The lawsuit was filed in the US District Court in Washington DC.
This lawsuit comes a few days after a group of investors filed a suit challenging several aspects of the capture of the two mortgage companies by the government in 2008.
Following the Treasury's amendment of the bailout terms in August 2012, the two government-sponsored mortgage firms Fannie Mae and Freddie Mac had to relinquish most of their profits to the Treasury.
The new terms allegedly also altered a requirement that the firms make a 10 per cent payment of quarterly dividend on the government's almost 80 per cent equity.
The hedge fund alleged that as a consequence, shareholder value suffered.

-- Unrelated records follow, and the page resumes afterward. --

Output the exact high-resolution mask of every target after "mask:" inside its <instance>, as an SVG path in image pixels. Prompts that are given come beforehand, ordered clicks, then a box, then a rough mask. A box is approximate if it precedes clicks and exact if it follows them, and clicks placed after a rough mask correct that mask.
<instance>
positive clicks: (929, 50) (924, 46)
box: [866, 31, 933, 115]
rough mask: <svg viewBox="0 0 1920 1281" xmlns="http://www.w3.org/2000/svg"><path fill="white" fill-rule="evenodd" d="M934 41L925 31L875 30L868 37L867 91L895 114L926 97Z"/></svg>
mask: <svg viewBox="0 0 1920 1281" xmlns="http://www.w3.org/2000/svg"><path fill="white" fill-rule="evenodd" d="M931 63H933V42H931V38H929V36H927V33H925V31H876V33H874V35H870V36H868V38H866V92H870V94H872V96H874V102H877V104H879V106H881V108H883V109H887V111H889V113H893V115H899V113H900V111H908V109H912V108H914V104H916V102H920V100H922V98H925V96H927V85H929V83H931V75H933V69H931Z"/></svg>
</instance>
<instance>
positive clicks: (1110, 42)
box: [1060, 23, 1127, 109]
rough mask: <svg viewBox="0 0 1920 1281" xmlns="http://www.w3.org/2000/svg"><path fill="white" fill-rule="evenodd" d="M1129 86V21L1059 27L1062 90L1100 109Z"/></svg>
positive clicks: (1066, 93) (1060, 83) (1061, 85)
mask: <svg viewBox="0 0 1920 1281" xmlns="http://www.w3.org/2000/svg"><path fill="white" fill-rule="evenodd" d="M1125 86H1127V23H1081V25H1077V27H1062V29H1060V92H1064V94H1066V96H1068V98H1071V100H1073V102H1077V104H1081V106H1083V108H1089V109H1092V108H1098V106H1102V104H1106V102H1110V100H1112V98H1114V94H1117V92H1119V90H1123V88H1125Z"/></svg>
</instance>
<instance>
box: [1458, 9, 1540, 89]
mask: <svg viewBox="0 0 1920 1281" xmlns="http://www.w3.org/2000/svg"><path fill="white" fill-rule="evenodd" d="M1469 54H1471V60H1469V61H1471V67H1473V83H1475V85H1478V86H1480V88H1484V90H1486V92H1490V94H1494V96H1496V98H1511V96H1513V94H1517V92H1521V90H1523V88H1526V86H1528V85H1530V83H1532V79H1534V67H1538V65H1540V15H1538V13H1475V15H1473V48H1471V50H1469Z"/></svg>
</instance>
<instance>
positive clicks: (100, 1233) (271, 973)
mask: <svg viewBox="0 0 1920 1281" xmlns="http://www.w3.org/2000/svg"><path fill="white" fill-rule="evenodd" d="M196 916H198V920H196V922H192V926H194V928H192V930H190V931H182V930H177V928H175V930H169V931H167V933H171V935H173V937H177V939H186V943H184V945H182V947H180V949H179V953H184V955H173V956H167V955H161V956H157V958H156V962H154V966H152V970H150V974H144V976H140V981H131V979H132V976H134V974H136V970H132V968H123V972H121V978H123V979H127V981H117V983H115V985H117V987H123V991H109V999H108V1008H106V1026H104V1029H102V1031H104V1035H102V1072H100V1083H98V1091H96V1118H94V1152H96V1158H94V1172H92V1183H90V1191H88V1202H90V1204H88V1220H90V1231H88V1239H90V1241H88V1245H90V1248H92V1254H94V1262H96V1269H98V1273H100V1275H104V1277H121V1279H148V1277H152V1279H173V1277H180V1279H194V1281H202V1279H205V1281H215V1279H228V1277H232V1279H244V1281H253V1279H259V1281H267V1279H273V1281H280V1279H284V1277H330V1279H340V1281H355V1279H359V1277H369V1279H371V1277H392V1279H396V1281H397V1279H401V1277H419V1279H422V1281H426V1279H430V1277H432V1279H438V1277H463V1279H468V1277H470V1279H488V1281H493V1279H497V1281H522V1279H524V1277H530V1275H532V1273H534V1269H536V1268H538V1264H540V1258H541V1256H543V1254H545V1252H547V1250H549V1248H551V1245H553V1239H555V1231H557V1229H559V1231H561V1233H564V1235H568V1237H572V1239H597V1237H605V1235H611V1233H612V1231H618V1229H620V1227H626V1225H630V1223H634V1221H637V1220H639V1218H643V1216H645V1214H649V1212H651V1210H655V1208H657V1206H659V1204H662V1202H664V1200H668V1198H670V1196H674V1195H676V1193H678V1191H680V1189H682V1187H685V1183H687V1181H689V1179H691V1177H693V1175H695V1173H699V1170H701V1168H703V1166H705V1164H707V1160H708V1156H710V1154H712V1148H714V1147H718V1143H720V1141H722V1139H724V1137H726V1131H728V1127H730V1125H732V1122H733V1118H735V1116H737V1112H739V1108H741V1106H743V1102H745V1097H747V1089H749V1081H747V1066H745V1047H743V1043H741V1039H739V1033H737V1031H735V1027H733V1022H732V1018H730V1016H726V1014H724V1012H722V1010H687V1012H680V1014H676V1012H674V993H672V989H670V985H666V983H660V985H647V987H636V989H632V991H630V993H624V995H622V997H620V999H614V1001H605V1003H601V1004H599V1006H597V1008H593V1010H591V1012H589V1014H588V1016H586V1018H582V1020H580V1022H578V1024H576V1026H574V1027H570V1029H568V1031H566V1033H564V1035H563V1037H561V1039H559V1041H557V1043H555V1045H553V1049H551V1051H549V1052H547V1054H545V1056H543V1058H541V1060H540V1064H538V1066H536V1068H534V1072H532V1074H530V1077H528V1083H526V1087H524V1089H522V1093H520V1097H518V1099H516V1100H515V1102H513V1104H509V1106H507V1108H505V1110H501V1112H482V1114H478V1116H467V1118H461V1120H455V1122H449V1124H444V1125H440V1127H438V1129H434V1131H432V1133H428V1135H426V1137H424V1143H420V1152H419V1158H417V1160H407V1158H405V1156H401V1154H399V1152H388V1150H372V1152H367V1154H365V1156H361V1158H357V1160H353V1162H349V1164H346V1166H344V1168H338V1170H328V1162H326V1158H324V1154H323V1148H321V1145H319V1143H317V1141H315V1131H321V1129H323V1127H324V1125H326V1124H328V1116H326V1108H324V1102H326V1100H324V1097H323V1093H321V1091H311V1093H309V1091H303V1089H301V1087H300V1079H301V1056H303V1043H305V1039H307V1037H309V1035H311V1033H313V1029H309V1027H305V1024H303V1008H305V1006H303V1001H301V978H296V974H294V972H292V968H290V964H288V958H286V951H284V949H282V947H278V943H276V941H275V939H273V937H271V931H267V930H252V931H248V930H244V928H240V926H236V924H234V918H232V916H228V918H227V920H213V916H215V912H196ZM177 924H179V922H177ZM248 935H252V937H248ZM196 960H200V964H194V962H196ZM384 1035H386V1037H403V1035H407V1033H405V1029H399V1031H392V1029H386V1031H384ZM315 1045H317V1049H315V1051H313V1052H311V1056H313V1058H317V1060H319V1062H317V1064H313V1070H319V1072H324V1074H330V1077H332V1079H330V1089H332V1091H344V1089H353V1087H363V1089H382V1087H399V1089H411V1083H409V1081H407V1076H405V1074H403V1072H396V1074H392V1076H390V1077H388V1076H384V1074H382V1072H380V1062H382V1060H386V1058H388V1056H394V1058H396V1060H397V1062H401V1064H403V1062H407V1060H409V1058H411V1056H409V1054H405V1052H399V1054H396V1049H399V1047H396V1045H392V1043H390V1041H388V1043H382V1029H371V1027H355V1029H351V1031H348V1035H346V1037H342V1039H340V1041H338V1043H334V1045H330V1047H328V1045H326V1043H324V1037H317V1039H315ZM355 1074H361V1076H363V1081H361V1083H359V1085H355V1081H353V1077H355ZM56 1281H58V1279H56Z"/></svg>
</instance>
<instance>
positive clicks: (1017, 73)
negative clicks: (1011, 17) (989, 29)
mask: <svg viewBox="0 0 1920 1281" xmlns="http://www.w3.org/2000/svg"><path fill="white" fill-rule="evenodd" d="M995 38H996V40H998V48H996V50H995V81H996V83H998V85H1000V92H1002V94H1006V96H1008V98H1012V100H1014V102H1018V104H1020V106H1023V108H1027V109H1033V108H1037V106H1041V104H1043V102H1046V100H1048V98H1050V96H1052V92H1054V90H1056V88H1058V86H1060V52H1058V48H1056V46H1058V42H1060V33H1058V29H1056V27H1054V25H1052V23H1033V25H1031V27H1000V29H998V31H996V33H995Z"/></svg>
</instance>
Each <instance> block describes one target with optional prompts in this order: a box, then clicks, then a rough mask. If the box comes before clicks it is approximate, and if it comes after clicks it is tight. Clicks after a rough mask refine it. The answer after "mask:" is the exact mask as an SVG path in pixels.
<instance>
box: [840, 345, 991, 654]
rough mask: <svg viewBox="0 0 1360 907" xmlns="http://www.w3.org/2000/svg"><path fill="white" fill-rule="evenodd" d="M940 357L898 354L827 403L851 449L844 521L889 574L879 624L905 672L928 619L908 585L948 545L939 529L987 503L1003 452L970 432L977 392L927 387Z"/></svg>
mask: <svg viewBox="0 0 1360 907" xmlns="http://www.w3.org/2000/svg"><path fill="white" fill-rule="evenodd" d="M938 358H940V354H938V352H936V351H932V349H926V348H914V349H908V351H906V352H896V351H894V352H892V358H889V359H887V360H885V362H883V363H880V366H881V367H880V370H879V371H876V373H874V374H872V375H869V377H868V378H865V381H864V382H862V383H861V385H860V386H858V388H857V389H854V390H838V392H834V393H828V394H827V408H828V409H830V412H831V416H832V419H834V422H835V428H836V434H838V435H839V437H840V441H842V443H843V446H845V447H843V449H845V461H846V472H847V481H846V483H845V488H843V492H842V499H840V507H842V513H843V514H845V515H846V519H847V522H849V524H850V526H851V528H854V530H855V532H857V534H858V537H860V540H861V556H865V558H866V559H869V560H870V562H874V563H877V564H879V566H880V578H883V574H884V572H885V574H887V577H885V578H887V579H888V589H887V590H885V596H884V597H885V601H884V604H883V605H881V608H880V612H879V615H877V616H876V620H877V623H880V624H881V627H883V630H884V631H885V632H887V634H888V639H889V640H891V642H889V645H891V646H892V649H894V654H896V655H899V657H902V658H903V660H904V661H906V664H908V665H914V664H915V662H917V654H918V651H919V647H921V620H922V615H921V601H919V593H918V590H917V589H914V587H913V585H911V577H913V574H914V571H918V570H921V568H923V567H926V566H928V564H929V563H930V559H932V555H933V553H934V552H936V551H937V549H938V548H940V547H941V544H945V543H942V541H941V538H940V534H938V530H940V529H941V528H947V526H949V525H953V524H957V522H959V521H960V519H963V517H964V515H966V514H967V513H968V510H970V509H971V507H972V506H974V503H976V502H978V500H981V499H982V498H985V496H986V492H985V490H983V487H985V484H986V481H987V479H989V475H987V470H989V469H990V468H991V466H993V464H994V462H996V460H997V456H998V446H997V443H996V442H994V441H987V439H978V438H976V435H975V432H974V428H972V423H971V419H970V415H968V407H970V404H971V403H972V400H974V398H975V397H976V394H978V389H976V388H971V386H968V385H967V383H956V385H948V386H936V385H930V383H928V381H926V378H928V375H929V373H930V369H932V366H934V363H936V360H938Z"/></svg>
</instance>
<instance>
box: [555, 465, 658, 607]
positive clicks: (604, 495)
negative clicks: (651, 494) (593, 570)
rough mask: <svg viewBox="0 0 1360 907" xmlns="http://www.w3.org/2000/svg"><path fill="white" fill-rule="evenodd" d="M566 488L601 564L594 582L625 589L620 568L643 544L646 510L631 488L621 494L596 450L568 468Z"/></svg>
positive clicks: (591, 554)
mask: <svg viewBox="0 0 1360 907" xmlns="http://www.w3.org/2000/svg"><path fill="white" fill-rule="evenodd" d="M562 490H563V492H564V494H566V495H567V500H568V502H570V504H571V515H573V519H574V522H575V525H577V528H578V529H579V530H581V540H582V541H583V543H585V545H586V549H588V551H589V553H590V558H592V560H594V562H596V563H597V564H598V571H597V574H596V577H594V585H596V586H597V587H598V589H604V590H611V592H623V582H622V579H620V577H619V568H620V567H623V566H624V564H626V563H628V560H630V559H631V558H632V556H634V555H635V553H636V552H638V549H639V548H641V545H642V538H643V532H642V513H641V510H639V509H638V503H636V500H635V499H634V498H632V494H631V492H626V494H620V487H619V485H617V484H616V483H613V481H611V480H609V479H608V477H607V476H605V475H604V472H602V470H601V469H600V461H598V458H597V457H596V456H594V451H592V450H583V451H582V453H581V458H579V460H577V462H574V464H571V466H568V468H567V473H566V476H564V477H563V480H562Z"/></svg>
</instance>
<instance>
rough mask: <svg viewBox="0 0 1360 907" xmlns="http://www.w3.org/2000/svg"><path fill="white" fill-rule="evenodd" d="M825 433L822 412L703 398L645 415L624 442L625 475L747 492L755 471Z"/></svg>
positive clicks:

Although the firm has not sought any damages in the lawsuit, it is likely to benefit if the August 2012 changes are considered not valid by the court.
Perry Capital, which has been investing in both firms since 2010, has not divulged its interest in the preferred shares of the two mortgage firms.
Through a legal procedure known as "conservatorship", control of Fannie and Freddie was taken by the government in 2008 as losses surged in the housing market.
The government pumped in huge capital in order to make the two firms operational and in exchange the Treasury secured senior preferred shares that paid a 10 per cent dividend initially as well as the rights to buy almost 80 per cent of the common stock of the mortgage firms.
However, in August 2012, the Treasury allegedly changed the stock-purchase terms, following which the firms had to pay most of their earnings as dividend to Treasury.
According to the amended terms, when the mortgage firms do not run into profits they do not have to make dividend payments.
Following these changes, the firms allegedly can neither create capital nor redeem any of the senior preferred shares, which currently the Treasury holds.
According to Perry Capital, this dividend sweep plan has upset hedge fund firms' bets.
The lawsuit alleged that now that the two firms are making a profit, the government is ensuring that the Treasury alone benefits from the profits earned by Fannie Mae and Freddie Mac.